第11章
11.
街をゆく住人たちの中には、何らかの形で自由を拘束された者たちがいる。手首を縛られ、または枷を嵌められて拘束された者。あるいは他の者と見た目は変わらずとも、身分として自由を拘束されている者。奴隷たちの存在だ。
この世界に於いては常に魔物という存在があり、人間にとっての戦いの相手が隣国の人間とは限らない訳で、戦争捕虜を奴隷とする機会は寧ろ少なかった。人間同士での戦争に割く余力がなかったからだ。集団的な奴隷狩りの様な誘拐や連行もそれ程起こる訳ではないが、それでも奴隷の供給が成り立つのは近年、地方都市でも急速に進んだ貨幣経済と貧富の差、都市部への貧民階級の流入といった背景がある。
魔物が防御力の低い農村部を襲う為、都市から大きく離れた独立した農村というのが成立しにくいことも影響していた。魔物の存在と、街の安定が人口流入による税収入の増加を促す事を意識し、特に地方都市では地方貴族が多くの奴隷を買って、当てにならない正規軍の代わりに私兵とし、街の防御の任に当てる事が多く行われている。
また、魔物の存在故に街の防壁の外で農業に従事することが、奴隷制という拘束力によって維持されている場合もある。膨れ上がった都市人口に食料を供給する為には、プランテーション農業同様に奴隷の存在を必要としていた。
一方、街中に於いては奴隷商人たちの市場があり、様々な用途で公然と奴隷の売買が行われている。優秀な奴隷を官吏とし行政の一角を担わせることさえ地方では頻繁に行われ、幸運に恵まれ奴隷の身分から解放奴隷となる者、逆に返済不能となり責務者が自らを奴隷として売却する事になった者、あるいは拾われた捨て子が奴隷となることもあった。
「助けて下さい!」
店の両開きの扉を開けた俺の胸に、小柄な少女が飛び込んできた。避ける訳にもいかず思わず蹈鞴を踏むが、体重差のお蔭で難なく抱き留める。見下ろすと、ツインテールにした紅い髪が見える。ぼろぼろのケープを纏った女の子が荒い息を押さえつけて顔を上げ、祈る様に両手を組んで俺を見上げていた。
「どうか、私を助けて!」
状況についていけていない俺に、殴られたのだろう、切れて血が滲んだ唇を震わせた少女が再び懇願する。紅い色をした両の瞳は涙ぐみ、服と同じく薄汚れた顔に涙の筋を刻んだ。

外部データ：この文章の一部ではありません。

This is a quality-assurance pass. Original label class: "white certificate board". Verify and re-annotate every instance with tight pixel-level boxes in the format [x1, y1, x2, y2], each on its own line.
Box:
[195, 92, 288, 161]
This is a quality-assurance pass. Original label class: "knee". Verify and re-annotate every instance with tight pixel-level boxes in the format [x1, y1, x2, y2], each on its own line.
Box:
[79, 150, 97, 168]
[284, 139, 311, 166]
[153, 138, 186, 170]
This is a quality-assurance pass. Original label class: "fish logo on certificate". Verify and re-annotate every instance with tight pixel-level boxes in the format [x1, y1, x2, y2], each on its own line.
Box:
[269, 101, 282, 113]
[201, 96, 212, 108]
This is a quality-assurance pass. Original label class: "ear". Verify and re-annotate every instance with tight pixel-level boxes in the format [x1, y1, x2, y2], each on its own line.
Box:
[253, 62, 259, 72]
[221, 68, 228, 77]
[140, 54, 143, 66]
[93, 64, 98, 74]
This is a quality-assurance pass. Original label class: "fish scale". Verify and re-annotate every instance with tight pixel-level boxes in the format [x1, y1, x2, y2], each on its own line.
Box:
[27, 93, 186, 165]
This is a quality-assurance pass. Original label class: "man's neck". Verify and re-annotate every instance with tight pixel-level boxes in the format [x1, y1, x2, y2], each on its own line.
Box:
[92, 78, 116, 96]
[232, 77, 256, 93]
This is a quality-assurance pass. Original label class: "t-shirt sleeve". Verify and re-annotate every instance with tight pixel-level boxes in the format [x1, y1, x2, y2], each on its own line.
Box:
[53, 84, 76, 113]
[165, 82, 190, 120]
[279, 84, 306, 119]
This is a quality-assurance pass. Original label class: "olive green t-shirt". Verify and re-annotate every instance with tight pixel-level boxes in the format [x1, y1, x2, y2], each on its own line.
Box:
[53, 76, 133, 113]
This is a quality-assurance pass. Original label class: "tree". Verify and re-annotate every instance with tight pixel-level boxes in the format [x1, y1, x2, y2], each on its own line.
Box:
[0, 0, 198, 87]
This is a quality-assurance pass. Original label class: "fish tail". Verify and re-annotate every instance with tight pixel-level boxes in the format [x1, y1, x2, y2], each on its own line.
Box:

「おいっ!そこのお前、余計な事をするんじゃねぇぞ。そいつはな、今朝俺たちが買ったばかりの女奴隷だ」
なるほど、首にはめているのは奴隷の首輪なのだろう、少女は黒い厚みのある革の首輪を巻いている。
店の奥の3人連れのテーブルで、右に座っていた男がよたよたと立ち上がると、腰のショートソードを抜き放ち切っ先を俺に向けた。酔いが回っているのか、切っ先は僅かに揺れている。
「金が掛かってるんだよ、そいつにはなぁ。まぁ、たっぷり稼いだから女奴隷の一人や二人、訳ないんだがなぁ」
店の中で剣が抜かれた事で生じた一瞬の静寂の後、途端にテーブルに座った残りの2人も、口々に騒ぎ出した。否、俺たちが店に来る前から騒いでいたのだろう、男たちのテーブルには残飯と酒瓶が積まれ、店の中を見回すと数人残っていた他の客たちは壁際に縮こまり、確かこの店の主人だった男が、やはりカウンターの奥から女の子を抱き留めた俺に祈る様な視線を送っている。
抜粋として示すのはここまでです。